Беды, обрушившиеся на царевну Софью, словно бы пригвоздили ее к земле, остановили и заставили задуматься. Впервые, быть может, за свои тридцать с лишним лет она со вниманием оглянулась вокруг себя, стараясь осмыслить окружающее и, главное, вникнуть в него.

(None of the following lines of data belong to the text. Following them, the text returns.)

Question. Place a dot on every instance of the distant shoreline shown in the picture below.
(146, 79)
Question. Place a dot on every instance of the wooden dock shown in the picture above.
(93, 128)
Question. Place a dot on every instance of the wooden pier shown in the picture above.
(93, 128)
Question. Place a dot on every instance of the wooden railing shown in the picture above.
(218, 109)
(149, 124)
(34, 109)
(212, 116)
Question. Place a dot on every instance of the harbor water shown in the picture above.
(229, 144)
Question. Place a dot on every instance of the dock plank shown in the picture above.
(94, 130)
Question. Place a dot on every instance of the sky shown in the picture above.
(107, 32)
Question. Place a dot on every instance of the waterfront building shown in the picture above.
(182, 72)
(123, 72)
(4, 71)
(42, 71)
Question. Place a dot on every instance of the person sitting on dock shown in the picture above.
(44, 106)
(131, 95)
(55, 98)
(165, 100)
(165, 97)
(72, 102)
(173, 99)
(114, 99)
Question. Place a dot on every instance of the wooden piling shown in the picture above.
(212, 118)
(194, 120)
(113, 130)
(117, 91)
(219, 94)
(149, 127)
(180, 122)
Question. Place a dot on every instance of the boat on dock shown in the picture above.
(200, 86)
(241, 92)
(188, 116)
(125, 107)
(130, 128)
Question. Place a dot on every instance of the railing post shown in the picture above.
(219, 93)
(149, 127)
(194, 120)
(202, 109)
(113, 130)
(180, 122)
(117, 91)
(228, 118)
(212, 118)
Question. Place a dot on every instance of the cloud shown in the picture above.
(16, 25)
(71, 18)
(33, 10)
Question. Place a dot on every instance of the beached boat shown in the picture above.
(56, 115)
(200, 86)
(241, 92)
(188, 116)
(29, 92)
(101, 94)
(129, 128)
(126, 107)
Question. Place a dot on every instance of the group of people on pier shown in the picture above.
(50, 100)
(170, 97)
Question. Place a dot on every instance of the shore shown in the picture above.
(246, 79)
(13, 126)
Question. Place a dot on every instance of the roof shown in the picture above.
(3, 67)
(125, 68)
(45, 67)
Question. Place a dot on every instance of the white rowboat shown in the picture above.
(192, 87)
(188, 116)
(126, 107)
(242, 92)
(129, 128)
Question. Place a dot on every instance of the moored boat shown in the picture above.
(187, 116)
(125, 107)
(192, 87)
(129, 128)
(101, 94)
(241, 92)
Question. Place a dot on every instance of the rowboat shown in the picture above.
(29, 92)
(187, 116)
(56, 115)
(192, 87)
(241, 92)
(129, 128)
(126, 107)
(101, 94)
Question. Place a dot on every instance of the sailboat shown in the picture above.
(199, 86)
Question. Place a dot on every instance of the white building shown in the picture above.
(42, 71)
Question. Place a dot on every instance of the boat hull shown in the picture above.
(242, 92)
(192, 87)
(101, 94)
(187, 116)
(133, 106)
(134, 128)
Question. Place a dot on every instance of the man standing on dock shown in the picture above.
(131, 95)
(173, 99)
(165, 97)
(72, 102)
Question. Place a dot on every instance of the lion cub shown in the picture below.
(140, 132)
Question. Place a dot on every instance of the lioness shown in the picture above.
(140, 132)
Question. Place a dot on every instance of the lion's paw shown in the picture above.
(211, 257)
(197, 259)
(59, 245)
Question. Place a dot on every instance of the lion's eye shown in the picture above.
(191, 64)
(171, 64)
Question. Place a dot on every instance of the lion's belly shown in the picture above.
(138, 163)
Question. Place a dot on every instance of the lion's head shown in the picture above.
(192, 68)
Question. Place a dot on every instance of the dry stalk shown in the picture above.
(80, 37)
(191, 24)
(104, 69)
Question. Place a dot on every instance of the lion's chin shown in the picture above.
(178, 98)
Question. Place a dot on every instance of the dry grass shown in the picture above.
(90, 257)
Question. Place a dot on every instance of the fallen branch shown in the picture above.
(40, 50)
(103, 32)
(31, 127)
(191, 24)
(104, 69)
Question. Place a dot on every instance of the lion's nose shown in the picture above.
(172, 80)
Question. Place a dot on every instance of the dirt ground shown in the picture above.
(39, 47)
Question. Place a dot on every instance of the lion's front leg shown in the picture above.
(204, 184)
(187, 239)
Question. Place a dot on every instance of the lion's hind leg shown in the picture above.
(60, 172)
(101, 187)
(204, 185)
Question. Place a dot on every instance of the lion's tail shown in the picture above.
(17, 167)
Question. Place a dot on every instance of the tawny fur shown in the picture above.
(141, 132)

Она наконец заметила красоту и сложность мира. Во всем, что она начала видеть, открывались новые стороны. Оказывается, несчастье делает человека зорче и чутче. Со своей вершины она небрежно и невнимательно поглядывала вокруг. Теперь ей больше некуда было спешить, а вместе с этой торопливостью правительницы исчезло и верхоглядство. Ну разве не чудо, что пчелы облепили заросли сирени и несут свой взяток в улей. А куда несет взяток мохнатый шмель? Она наконец поняла брата Ивана, когда он сказал ей:
— Мне с коровками тепло. От них доброта идет, добротою пахнет. Они такие гладкие и тихие. С ними лучше всего — молчат и жуют.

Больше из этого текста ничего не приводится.